Horizon ‘not fantastic’ when it launched, admits Liberty’s Dorr

UPC NetherlandsLiberty Global’s next generation TV platform platform Horizon “wasn’t a fantastic product when we launched it,” admitted Liberty Global executive Peter Dorr at the CTAM EuroSummit in Copenhagen yesterday.

Speaking on a panel named ‘re-imagining the marketing playbook’, Dorr, who is Liberty’s managing director of strategic marketing, sales and care, was asked to candidly discuss something that the company had not done well at in the past.

“We have a great tendency of doing great and bad things at the same time – we collectively call it Horizon,” he answered.

Dorr described Horizon as a “fantastic product” but said it “wasn’t a fantastic product when we launched it,” adding that a hastily deployed taskforce which focused on the product helped to quickly bring it up to speed.

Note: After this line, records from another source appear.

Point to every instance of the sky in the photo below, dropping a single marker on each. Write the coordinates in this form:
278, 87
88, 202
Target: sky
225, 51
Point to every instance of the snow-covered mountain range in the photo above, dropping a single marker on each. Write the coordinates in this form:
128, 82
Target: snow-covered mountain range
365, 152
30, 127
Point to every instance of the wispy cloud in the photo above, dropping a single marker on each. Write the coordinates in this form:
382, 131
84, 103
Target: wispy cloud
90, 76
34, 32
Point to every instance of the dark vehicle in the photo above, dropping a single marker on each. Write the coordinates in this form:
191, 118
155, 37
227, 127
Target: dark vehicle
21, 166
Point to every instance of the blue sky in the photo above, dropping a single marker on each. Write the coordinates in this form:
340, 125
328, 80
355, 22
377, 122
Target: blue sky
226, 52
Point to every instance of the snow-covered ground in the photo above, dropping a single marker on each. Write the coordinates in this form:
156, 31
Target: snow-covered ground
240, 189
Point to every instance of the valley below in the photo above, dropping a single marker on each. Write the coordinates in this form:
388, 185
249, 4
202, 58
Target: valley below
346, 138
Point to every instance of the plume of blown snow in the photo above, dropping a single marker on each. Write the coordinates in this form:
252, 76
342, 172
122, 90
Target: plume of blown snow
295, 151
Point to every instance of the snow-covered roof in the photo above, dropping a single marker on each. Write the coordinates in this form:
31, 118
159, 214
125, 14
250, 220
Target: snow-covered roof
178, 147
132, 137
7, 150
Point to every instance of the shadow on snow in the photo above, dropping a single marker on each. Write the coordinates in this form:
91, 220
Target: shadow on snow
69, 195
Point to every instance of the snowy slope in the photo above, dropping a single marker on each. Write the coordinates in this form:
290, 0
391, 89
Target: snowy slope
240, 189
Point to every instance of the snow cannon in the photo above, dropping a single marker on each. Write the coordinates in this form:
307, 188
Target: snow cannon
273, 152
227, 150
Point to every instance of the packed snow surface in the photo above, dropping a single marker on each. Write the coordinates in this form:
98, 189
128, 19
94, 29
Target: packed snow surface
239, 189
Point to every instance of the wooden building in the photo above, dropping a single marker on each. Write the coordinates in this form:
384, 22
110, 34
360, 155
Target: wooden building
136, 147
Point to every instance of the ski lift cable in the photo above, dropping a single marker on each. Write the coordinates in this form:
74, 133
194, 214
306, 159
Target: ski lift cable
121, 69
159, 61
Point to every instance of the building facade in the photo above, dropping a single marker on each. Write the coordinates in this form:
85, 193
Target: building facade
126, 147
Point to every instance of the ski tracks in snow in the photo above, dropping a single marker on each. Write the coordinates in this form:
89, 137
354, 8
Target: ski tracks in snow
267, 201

“Only today it is one of the most fabulous TV platforms I’m aware of. But in the context of failures, I think it’s fair to say that we were a little bit too early out of the kitchen.”

Asked to take up the topic of successes and failures, A+E Networks UK vice president of marcomms, Anna Priest, named its Lifetime network as a success story.

“We launched Lifetime in the UK in November and we launched it in Africa in July. Both have been incredibly successful and we will continue to do that in multiple territories over the coming years,” said Priest.

“In terms of failures, I think that sometimes we assume that a programme that’s worked really well in the states will translate into our other territories. A big lesson for us has been Duck Dynasty where we just took it lock, stock and barrel and put it over here and said ‘look isn’t this great’. Actually we found that in the UK our audience is actually violently British and didn’t quite attune with the humour and the rednecks that were on that show.”

Also speaking on the panel, Marco de Ruiter, managing director of Fox International Channels, Germany, successfully ducked the success/failure question by saying simply that “there were multiple successes and double the amount of failures.”